What was known for a long time has recently been finally confirmed by the official side. Australian elite soldiers (SAS) have committed war crimes in Afghanistan and murdered at least 39 Afghan civilians between 2005 and 2016. The hunting and killing of the Afghans was considered by the soldiers as a kind of Sport, as well as a ritual for newcomers. The perverse procedure was referred to as “bleeding”. The Associated report can be read in many places like a record of terror. In many places it makes clear that Afghan lives are worth practically nothing in the eyes of the Western soldiers. “It happened all the time,” said many soldiers who were interviewed for the report. The investigation was commissioned by the Australian military in 2016. In total, more than 400 witnesses were interrogated and at least 55 investigations started.
The crimes were exposed by ABC investigative journalists, who became targets of Australian authorities because of their research. Read correctly. The focus was not on murdering soldiers, but on those journalists who brought the crimes to light. The journalists Dan Oakes and Sam Clark, who uncovered war crimes that allegedly took place between 2009 and 2013, came under particular pressure. The Australian Federal Police searched offices and confiscated data carriers, among other things. Clark and Oakes traveled to Afghanistan for their research, where they worked with the well-known local journalist Bilal Sarwary and found victims of the Australian soldiers.
The research team travelled here to the southern Afghan village Darwan in Uruzgan province, which was raided by SAS units and members of the Afghan army in September 2012. In total, three men were killed in this attack on civilians. As usual, it was said that they were hunting terrorists and looking for members of the Taliban. After the three men were killed in the most brutal manner, the soldiers abducted other people. In the following days, they were interrogated and tortured in a NATO military base in the provincial capital of Tarinkot. An Isolated Case? Certainly not.
After an extensive investigation, the Australian military was forced to admit to the world in front of ongoing cameras last November that crimes had been committed. This is indeed a milestone. To this day, no Western military that has participated in the Afghanistan war has shown such self-criticism and insight. When, for example, the FAZ writes of a “day of shame for Australia”, one wonders where such headlines were when it came to German war crimes in the Hindu Kush. As a reminder: these existed, and they have not been processed to this day. Otherwise, Colonel Georg Klein, who had more than 150 civilians bombed to death in Kunduz in 2009, would not have been promoted to General in 2012. Otherwise, both the federal government and the Bundeswehr would have spoken very clearly of a war crime, made the victims visible, apologized to them and compensated them appropriately, instead of ignoring them and silencing them.

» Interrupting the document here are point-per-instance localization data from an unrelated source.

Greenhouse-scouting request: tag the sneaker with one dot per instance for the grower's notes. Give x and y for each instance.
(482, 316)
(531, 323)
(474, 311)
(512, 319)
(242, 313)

However, for many observers, journalists and other experts on the Afghanistan war, the latest revelations were by no means surprising. In many Afghan villages, the stories of murdering and torturing NATO soldiers continue to circulate today. However, those affected are hardly heard. In fact, The Voice of such Afghans is only worth something after their statements have been confirmed by a Western actor. Otherwise, they are considered “not credible” or “excessive”. War veterans also regularly draw attention to such war crimes. “These Australian elite units are just a small piece of the puzzle of the overall picture, and this one looks grim. We regularly shot people whose identity was unclear. The Afghans, who in my opinion fought us rightly, were completely dehumanized by US,” says ex-soldier and author Erik Edstrom. In the summer Edstrom’s book “Un-American: a Soldier’s Reckoning of our Longest War” was published, in which he is extremely critical of his own Afghanistan mission as well as the “War on Terror” In general. Edstrom not only focuses on the mass killing of civilians, but also tries to understand the radicalization of the Afghan population. “We started the war. We have attacked and occupied your country. Who knows how I would react? Perhaps I would also resort to weapons,” says Edstrom. Like many others, he believes that it will take years for all Western war crimes in Afghanistan to be exposed.